Chapitre VII
P.O.V Normal :
-''Serpentard !''
…
….
L'annonce du choixpeau laissa la salle plongée dans un silence inhabituel.
Alors, lentement Lena retira le chapeau et le pausa délicatement sur le tabouret avant de se dirigeait la tête droit et le regard fier vers la table des verts et argents. Et tout aussi gracieusement elle s'y assit, ses yeux ambrés n'exprimaient aucunement le trouble et la gêne qu'elle éprouvait en cet instant. Il y avait bien des choses que Selena Granger avait enseignées à sa fille, notamment cette assurance particulière dont savaient faire preuve les serpentards lors de situation inconfortable. Malheureusement, Lena avait plus hérité du côté rêveur et tête en l'air de son père que des aptitudes de sa mère. Durant la terrible distance qui la séparait de la table des serpents, elle dû faire appel à toute sa concentration pour éviter de trébucher et adressa une rapide prière pour que personne ne remarque la chaleur qu'elle sentait monter au niveau de ses joue.
Au moment où elle prit place à la table des verts et argents, l'étonnement laissa place aux brouhahas : Granger...blabla...Hermione Granger...blabla... moldu... sang de bourbe... blabla... serpentard? Granger ?
Soudain, un léger applaudissement retentit dans la salle. Les élèves en cherchèrent la source, qui n'était autre qu'un Albus Dumbledor souriant derrière ses lunettes en demi-lune. Il fut bientôt rejoint par les professeurs et quelques élèves de différentes maisons (dont très peu de serpents).
Lorsque les ''acclamations'' commencèrent à se tarir, le directeur de Poudlard se leva, replongeant la salle dans le calme.
Le vieil homme regarda longuement la pièce. Ce n'était pas son premier discours, ni le premier qu'il devait faire pendant une période de crise. Le monde des sorciers s'était déjà retrouvé en danger, bien des fois auparavant. Il regarda Harry assis à la table des gryffonds, tout comme son père et sa mère l'étaient avant lui. Ses meilleurs amis assis de part et d'autre, sourire aux lèvres et le regard brillant. Le directeur savait que cette année serait sûrement décisive, non pas seulement pour ses jeunes gens mais aussi pour la communauté magique.

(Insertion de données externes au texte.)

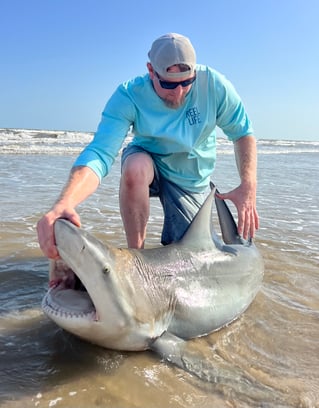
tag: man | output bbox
[37,33,258,259]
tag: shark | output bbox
[42,186,264,368]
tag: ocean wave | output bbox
[0,129,319,155]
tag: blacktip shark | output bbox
[42,188,264,368]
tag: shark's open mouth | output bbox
[42,261,97,320]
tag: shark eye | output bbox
[102,266,110,275]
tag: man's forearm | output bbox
[54,166,100,208]
[234,136,257,188]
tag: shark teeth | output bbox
[42,286,97,320]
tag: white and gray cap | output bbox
[148,33,196,78]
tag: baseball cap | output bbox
[148,33,196,78]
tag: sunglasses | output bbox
[155,72,196,89]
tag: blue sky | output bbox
[0,0,319,140]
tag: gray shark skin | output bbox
[42,189,264,368]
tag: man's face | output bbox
[147,63,194,109]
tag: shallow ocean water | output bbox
[0,130,319,408]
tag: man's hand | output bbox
[216,184,259,239]
[37,204,81,259]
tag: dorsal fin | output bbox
[211,183,244,245]
[179,188,215,249]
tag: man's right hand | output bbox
[37,204,81,259]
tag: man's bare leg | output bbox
[120,153,154,249]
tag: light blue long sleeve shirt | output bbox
[74,65,253,192]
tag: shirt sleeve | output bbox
[215,75,254,142]
[73,84,135,181]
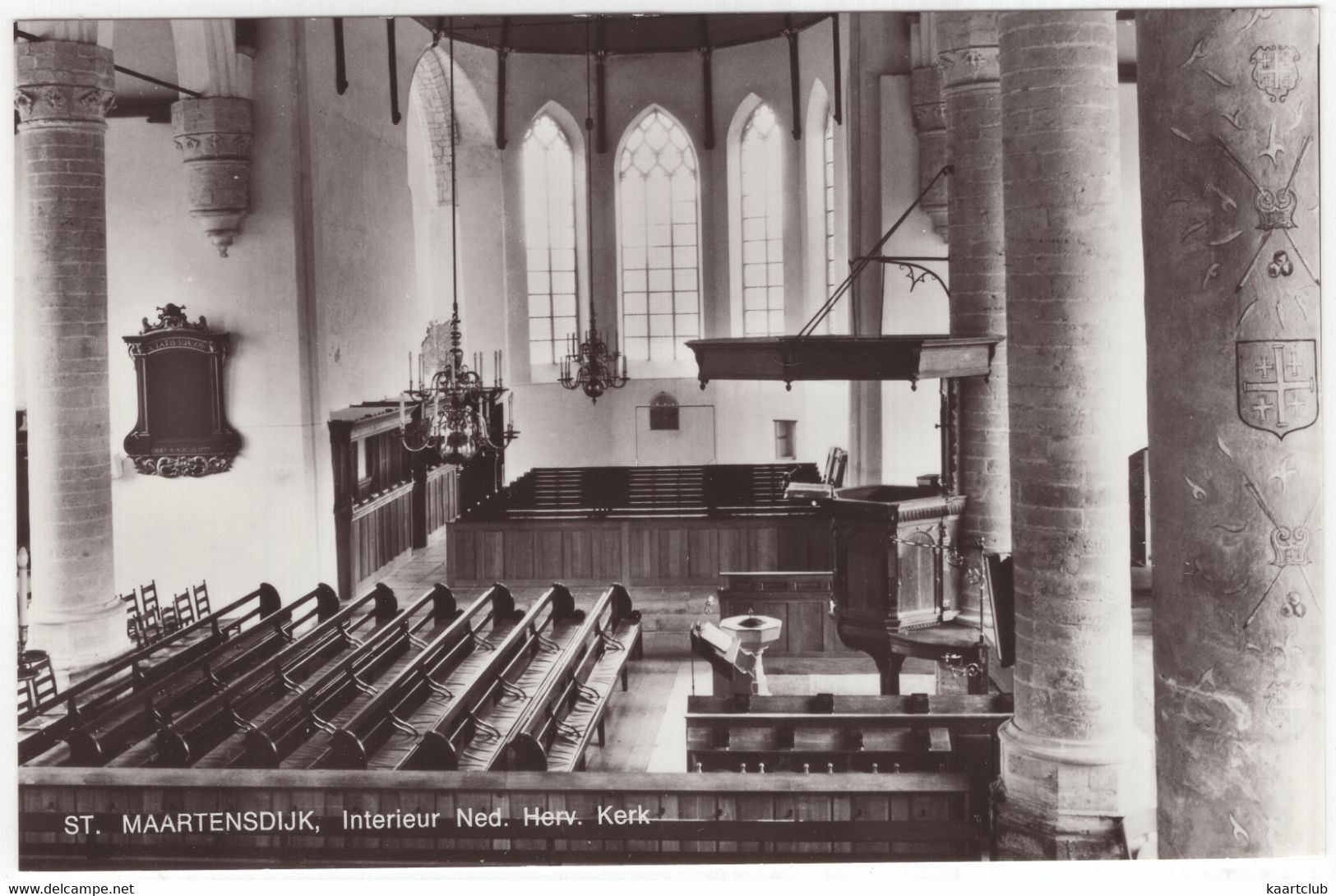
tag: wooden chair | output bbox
[19,678,38,716]
[173,588,195,629]
[194,582,212,620]
[139,580,166,642]
[32,656,59,704]
[19,650,58,713]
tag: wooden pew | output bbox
[19,584,291,763]
[686,695,1011,806]
[475,464,818,522]
[690,620,756,695]
[17,768,987,871]
[154,584,398,768]
[242,584,458,768]
[400,585,584,770]
[328,585,522,769]
[67,593,329,766]
[502,585,640,772]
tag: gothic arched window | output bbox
[821,112,840,332]
[739,103,784,336]
[617,109,700,361]
[522,113,580,364]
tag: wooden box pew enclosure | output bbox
[20,574,1003,870]
[446,464,831,588]
[19,768,982,871]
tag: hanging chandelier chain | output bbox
[584,21,599,330]
[447,16,460,321]
[557,21,628,402]
[400,16,519,464]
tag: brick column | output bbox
[932,12,1011,620]
[843,12,887,485]
[994,12,1135,859]
[910,12,949,239]
[15,40,130,673]
[1137,8,1334,859]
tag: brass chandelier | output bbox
[557,23,628,404]
[400,20,520,464]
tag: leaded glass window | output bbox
[617,109,700,361]
[739,103,784,336]
[522,113,580,364]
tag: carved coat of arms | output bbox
[1235,339,1317,438]
[1248,44,1299,103]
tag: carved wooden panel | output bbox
[123,303,242,478]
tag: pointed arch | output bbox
[803,77,848,332]
[409,47,492,206]
[728,94,786,336]
[520,101,584,368]
[615,104,701,362]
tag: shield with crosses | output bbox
[1248,44,1299,103]
[1235,339,1317,439]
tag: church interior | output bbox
[12,8,1327,870]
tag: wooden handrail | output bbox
[19,766,970,790]
[19,582,282,723]
[402,585,576,770]
[239,585,458,768]
[505,585,640,770]
[323,585,515,768]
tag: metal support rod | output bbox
[700,45,714,150]
[334,19,348,96]
[13,25,203,99]
[385,17,404,124]
[853,255,949,265]
[831,12,844,124]
[594,16,608,155]
[797,164,953,336]
[784,16,803,141]
[497,16,511,150]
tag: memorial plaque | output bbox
[124,303,242,478]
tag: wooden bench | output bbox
[155,584,398,768]
[242,585,458,768]
[400,585,583,770]
[461,464,816,522]
[686,695,1011,806]
[502,585,640,772]
[319,585,522,769]
[17,768,987,871]
[19,584,291,764]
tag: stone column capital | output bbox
[171,96,252,258]
[13,40,116,128]
[910,66,946,133]
[936,45,1000,90]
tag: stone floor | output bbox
[371,537,1156,790]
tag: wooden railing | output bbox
[19,768,987,871]
[460,464,818,522]
[19,584,284,763]
[329,402,502,599]
[445,515,831,588]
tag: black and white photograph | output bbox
[0,0,1336,894]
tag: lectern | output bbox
[827,485,987,695]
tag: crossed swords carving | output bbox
[1216,436,1321,629]
[1213,135,1321,293]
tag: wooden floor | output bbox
[358,529,1154,800]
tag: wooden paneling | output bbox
[344,482,413,587]
[426,464,460,534]
[719,570,858,657]
[19,768,983,870]
[446,517,830,585]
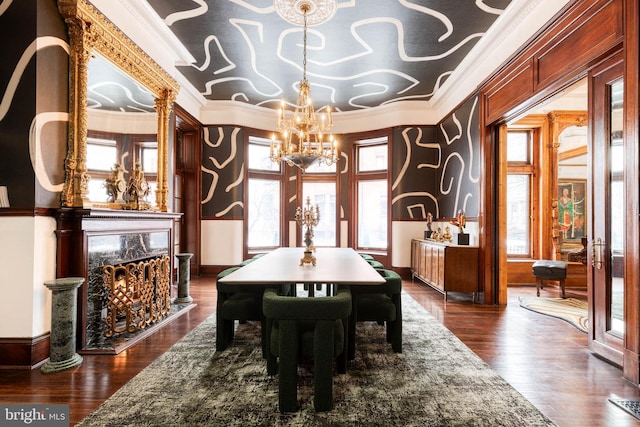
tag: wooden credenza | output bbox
[411,239,480,301]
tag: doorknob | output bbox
[591,237,603,270]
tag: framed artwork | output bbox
[558,179,587,243]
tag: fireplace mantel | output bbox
[56,208,182,349]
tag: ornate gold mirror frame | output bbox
[58,0,179,212]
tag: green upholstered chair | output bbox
[358,252,374,261]
[367,260,384,270]
[262,288,352,412]
[347,269,402,360]
[216,267,265,355]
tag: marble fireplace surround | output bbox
[57,209,195,354]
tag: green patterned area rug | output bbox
[518,297,589,333]
[80,293,554,427]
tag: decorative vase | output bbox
[458,233,469,245]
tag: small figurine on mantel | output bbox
[104,163,127,203]
[424,212,433,239]
[442,225,453,242]
[450,209,469,245]
[127,162,150,210]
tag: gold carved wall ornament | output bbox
[58,0,179,212]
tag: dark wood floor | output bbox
[0,277,640,427]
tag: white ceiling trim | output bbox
[91,0,569,133]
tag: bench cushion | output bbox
[532,260,567,279]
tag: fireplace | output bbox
[102,255,171,337]
[56,208,185,354]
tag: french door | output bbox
[587,55,631,366]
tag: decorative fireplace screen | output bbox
[103,255,171,337]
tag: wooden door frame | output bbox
[479,0,624,304]
[479,0,640,384]
[174,104,202,276]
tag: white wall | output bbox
[200,220,244,265]
[0,217,56,338]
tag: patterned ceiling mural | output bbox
[147,0,511,111]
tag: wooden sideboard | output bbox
[411,239,480,301]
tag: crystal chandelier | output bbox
[270,0,339,171]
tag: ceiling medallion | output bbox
[273,0,338,27]
[270,0,340,172]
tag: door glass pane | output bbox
[607,80,626,336]
[358,179,387,249]
[302,182,336,247]
[507,174,531,256]
[507,131,531,163]
[247,179,280,249]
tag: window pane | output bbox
[141,142,158,174]
[87,178,109,202]
[358,144,387,172]
[87,139,118,172]
[507,131,531,163]
[301,182,336,246]
[304,162,336,174]
[247,137,280,171]
[247,179,280,248]
[507,175,531,255]
[358,180,387,249]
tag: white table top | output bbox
[220,248,385,285]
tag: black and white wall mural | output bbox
[202,97,480,221]
[437,96,480,218]
[201,126,245,219]
[0,0,69,208]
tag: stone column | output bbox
[40,277,84,374]
[174,253,193,304]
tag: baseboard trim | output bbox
[0,332,51,369]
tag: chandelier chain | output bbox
[270,0,339,171]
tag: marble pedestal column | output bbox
[40,277,84,374]
[174,253,193,304]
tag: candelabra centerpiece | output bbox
[295,197,320,265]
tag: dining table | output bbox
[220,247,385,296]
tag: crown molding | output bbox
[430,0,571,120]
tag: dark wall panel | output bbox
[437,96,480,218]
[0,1,36,208]
[0,0,69,208]
[201,126,245,219]
[391,126,442,221]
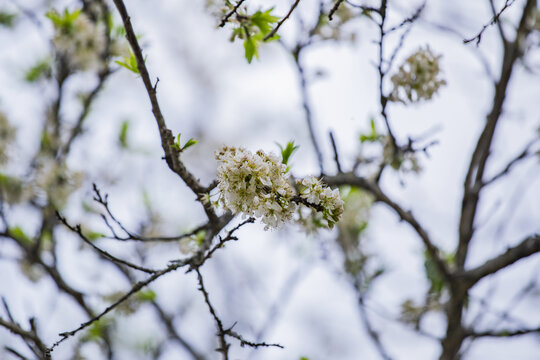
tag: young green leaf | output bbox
[0,11,17,28]
[136,289,156,302]
[118,120,129,149]
[115,50,139,74]
[276,140,300,165]
[173,134,199,152]
[250,8,279,36]
[244,36,259,64]
[8,226,33,246]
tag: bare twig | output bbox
[329,131,343,174]
[483,139,538,186]
[293,45,324,174]
[463,0,515,46]
[323,173,452,281]
[328,0,345,21]
[219,0,245,27]
[0,317,51,360]
[50,262,187,351]
[56,212,157,274]
[195,268,231,360]
[466,326,540,338]
[109,0,219,222]
[456,0,536,269]
[463,234,540,286]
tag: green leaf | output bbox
[424,250,445,294]
[0,11,17,28]
[195,230,206,246]
[276,140,300,165]
[118,120,129,149]
[136,289,157,302]
[173,133,199,152]
[83,318,113,342]
[250,8,279,36]
[115,50,139,75]
[86,231,105,241]
[360,117,382,143]
[8,226,34,246]
[45,9,82,31]
[24,59,51,83]
[182,139,199,151]
[244,36,259,64]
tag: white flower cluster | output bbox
[216,147,296,228]
[216,147,343,229]
[53,12,107,70]
[390,47,446,103]
[297,176,343,229]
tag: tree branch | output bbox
[263,0,300,41]
[113,0,217,222]
[463,234,540,287]
[323,173,452,281]
[456,0,536,269]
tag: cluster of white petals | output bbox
[298,176,343,228]
[216,147,296,229]
[53,13,107,70]
[390,47,446,103]
[216,147,343,229]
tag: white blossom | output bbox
[389,47,446,103]
[216,147,296,229]
[216,147,343,229]
[298,176,343,228]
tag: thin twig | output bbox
[264,0,300,41]
[463,0,515,46]
[195,268,231,360]
[329,131,343,174]
[56,212,158,274]
[219,0,245,27]
[50,262,187,351]
[328,0,345,21]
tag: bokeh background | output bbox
[0,0,540,360]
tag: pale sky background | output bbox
[0,0,540,360]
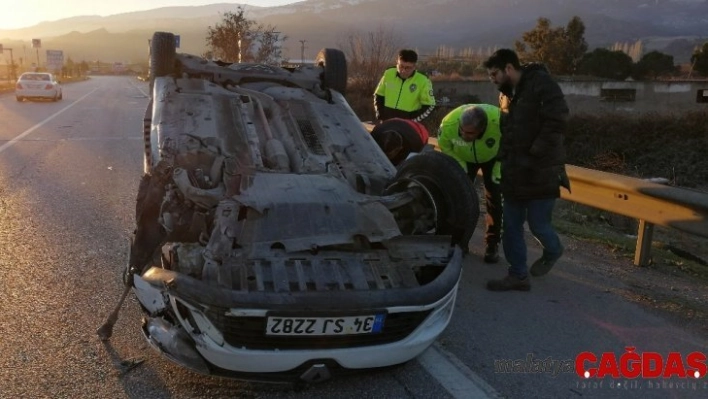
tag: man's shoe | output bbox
[529,247,563,277]
[487,275,531,291]
[484,244,499,263]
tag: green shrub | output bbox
[566,112,708,187]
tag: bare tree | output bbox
[254,25,288,64]
[337,26,404,95]
[205,6,287,64]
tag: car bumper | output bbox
[134,249,462,381]
[15,89,59,98]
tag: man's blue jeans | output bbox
[502,198,562,278]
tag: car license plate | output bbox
[266,314,385,336]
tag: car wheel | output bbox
[150,32,177,89]
[315,48,347,95]
[371,118,429,166]
[386,151,479,251]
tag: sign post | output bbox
[47,50,64,74]
[32,39,42,71]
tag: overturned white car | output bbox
[112,32,479,382]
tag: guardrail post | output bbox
[634,219,654,266]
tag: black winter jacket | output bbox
[499,64,570,200]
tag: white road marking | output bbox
[418,342,502,399]
[0,87,98,153]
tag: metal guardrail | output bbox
[365,123,708,266]
[428,137,708,266]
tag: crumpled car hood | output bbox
[215,173,401,252]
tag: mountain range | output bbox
[0,0,708,66]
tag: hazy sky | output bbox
[0,0,302,29]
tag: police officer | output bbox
[438,104,502,263]
[374,49,435,122]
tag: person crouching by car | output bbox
[371,118,430,166]
[438,104,502,263]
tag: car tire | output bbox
[371,118,430,166]
[150,32,177,89]
[315,48,347,95]
[386,151,480,248]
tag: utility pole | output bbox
[0,44,17,80]
[300,39,307,65]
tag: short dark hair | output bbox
[482,48,521,69]
[398,48,418,64]
[460,105,487,133]
[377,130,403,152]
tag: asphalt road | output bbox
[0,77,708,399]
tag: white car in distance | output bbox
[15,72,62,101]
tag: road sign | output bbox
[47,50,64,73]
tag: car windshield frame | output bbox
[18,73,54,82]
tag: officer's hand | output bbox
[492,161,501,184]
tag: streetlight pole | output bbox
[0,44,17,80]
[300,39,307,65]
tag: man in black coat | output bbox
[484,49,570,291]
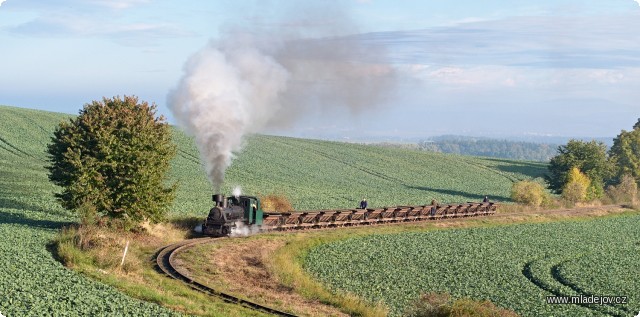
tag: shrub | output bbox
[47,96,176,228]
[511,181,551,207]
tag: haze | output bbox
[0,0,640,139]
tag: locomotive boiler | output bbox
[202,194,263,236]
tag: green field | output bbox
[0,106,548,316]
[304,215,640,316]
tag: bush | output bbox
[511,181,551,207]
[607,174,638,205]
[47,96,176,229]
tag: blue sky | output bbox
[0,0,640,139]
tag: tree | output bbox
[545,140,613,198]
[47,96,176,228]
[609,119,640,183]
[562,167,591,203]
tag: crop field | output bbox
[304,215,640,316]
[0,107,182,316]
[0,106,544,316]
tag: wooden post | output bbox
[120,240,129,266]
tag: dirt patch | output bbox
[178,238,348,316]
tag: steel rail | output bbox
[156,237,296,317]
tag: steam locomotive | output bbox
[202,194,497,236]
[202,194,264,236]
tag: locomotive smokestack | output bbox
[211,194,227,208]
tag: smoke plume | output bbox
[168,3,394,192]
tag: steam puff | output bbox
[168,39,288,192]
[168,21,394,192]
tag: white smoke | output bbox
[168,4,393,192]
[232,186,242,198]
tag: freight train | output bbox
[202,194,497,236]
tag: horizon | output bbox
[0,0,640,139]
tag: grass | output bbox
[0,106,545,316]
[302,209,640,316]
[175,207,637,316]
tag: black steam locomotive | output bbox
[202,194,264,236]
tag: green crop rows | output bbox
[0,107,182,316]
[304,216,640,316]
[0,106,545,316]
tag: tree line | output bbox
[418,136,557,162]
[511,119,640,206]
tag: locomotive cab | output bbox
[202,194,264,236]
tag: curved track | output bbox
[156,237,296,317]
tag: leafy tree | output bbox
[545,140,613,198]
[609,119,640,183]
[562,167,591,203]
[47,96,176,228]
[607,174,638,204]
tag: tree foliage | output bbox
[609,119,640,183]
[47,96,176,224]
[562,167,591,203]
[545,140,613,198]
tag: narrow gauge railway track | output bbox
[156,237,296,317]
[260,203,498,232]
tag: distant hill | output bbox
[417,135,558,162]
[0,106,546,215]
[0,106,546,316]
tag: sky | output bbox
[0,0,640,140]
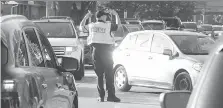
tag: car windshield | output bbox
[36,22,76,38]
[183,23,197,29]
[201,26,212,31]
[142,23,164,30]
[213,26,223,31]
[171,35,215,55]
[163,18,180,28]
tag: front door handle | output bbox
[125,54,130,56]
[148,56,153,60]
[42,84,47,89]
[56,83,62,88]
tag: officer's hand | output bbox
[111,10,118,15]
[86,11,93,18]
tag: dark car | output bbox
[33,16,85,80]
[0,15,78,108]
[160,40,223,108]
[182,22,198,32]
[158,17,183,30]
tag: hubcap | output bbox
[115,69,126,88]
[179,78,190,90]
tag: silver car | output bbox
[113,30,215,91]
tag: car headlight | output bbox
[2,80,16,92]
[193,63,202,71]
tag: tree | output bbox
[104,1,197,19]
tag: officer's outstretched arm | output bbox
[80,12,92,31]
[111,10,121,25]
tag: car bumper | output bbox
[1,92,20,108]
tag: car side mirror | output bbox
[160,91,191,108]
[163,49,173,56]
[180,25,185,29]
[61,57,78,72]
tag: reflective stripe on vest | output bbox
[87,22,115,45]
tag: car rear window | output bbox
[36,22,76,38]
[201,25,212,31]
[163,18,180,28]
[183,23,197,29]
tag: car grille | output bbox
[53,47,65,57]
[84,46,92,54]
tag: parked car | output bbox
[33,16,84,80]
[158,17,184,30]
[182,22,198,32]
[160,37,223,108]
[141,20,166,30]
[198,24,214,36]
[113,30,215,91]
[0,15,78,108]
[124,18,141,24]
[212,25,223,39]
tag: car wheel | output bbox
[74,59,85,80]
[115,66,132,92]
[72,95,78,108]
[174,72,193,91]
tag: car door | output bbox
[12,27,47,107]
[131,32,153,80]
[24,27,63,105]
[148,33,174,84]
[117,35,137,77]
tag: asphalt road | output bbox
[76,69,165,108]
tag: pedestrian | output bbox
[80,10,121,102]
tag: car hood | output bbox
[214,31,223,33]
[184,28,196,32]
[48,38,77,46]
[80,36,123,45]
[183,55,208,63]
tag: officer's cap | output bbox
[96,10,110,18]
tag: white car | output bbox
[33,16,85,80]
[113,30,215,91]
[141,20,166,30]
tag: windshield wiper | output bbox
[184,53,209,55]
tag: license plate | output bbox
[57,58,62,64]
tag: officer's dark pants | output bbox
[92,44,115,98]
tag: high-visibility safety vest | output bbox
[87,22,115,45]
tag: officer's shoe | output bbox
[107,96,121,102]
[97,97,104,102]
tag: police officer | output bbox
[80,10,121,102]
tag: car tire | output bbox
[114,66,132,92]
[74,56,85,80]
[174,72,193,91]
[72,94,78,108]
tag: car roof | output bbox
[142,20,163,23]
[182,22,196,24]
[130,30,207,37]
[0,15,35,40]
[33,19,71,23]
[201,24,212,26]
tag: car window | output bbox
[36,22,76,38]
[16,36,29,66]
[38,31,57,68]
[120,35,137,49]
[24,28,45,67]
[122,26,129,33]
[1,41,8,65]
[136,33,152,50]
[151,34,173,54]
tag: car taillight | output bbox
[2,80,16,92]
[65,46,78,55]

Il soupira, de telle manière que personne ne le remarqua. Peu importe l'avenir, Albus Dumbledor protégerait ses élèves tant qu'il le pourrait.
Mais pour l'instant, il était temps pour le directeur de Poudlard de prendre la parole.
-''Je pense que le discours du choixpeau est, comme chaque année, très éloquent et assez pertinent. J'ajouterais juste que le couvre feux sera désormais à 20h pour TOUS les élèves. Dumbledor enchaîna directement, faisant fit des protestations, Je vais donc passer directement à la présentation de votre nouveau professeur de défense contre les forces du mal.'' Il tendit le bras en direction d'une femme aux long cheveux blond, avec un visage assez rond, un nez droit sur lequel était posée une paire de lunettes fine et arrondie dont les verres bleu cachaient la couleur de ses yeux. Elle portait une robe de sorcière noire, très classique, qui contrastait avec ces binocles aux verres teintés. ''Le professeur Débora DeCrimson''. La jeune femme, qui devait avoir la trentaine, se leva, inclina légèrement la tête en guise de salutation avant de reprendre sa position initiale. '' Merci Débora. Deux nouveaux prefet-en-chef ont également été nommés cette année : Miss Hermione Granger des Griffondors, nouvelle qui fût accueillit par une ovation des griffonds et la huée des serpents, les autres maisons se contentant d'applaudir. Hermione pris une jolie teinte rosée, et de Mr Drago Malfoy des Serpentards''. Le blond se limita à jeter un regard autour de lui, un rictus sur son visage avant que celui-ci ne reprenne son impassibilité. Ce furent au tour de ces derniers de ce lancer dans un vacarme d'acclamation alors que les gryffondors protestaient. Le professeur Dumbledor leva ses mains en signe d'apaisement et le silence se fit entendre de nouveau. ''Bien, sur ce, je ne vais pas m'éterniser. J'ai hâte de goûter à la soupe de potiron. Alors, bonne appétit.'' A peine le directeur fût-il assis que les plats apparurent sur la table. Les élèves purent commencer avec empressement et pour le plus grand bonheur d'un certains rouquin, à manger sous un magnifique ciel étoilé.
P.O.V Lena :
''Maintenant que le repas est terminé, veuillez suivre vos préfets vers vos dortoirs.''.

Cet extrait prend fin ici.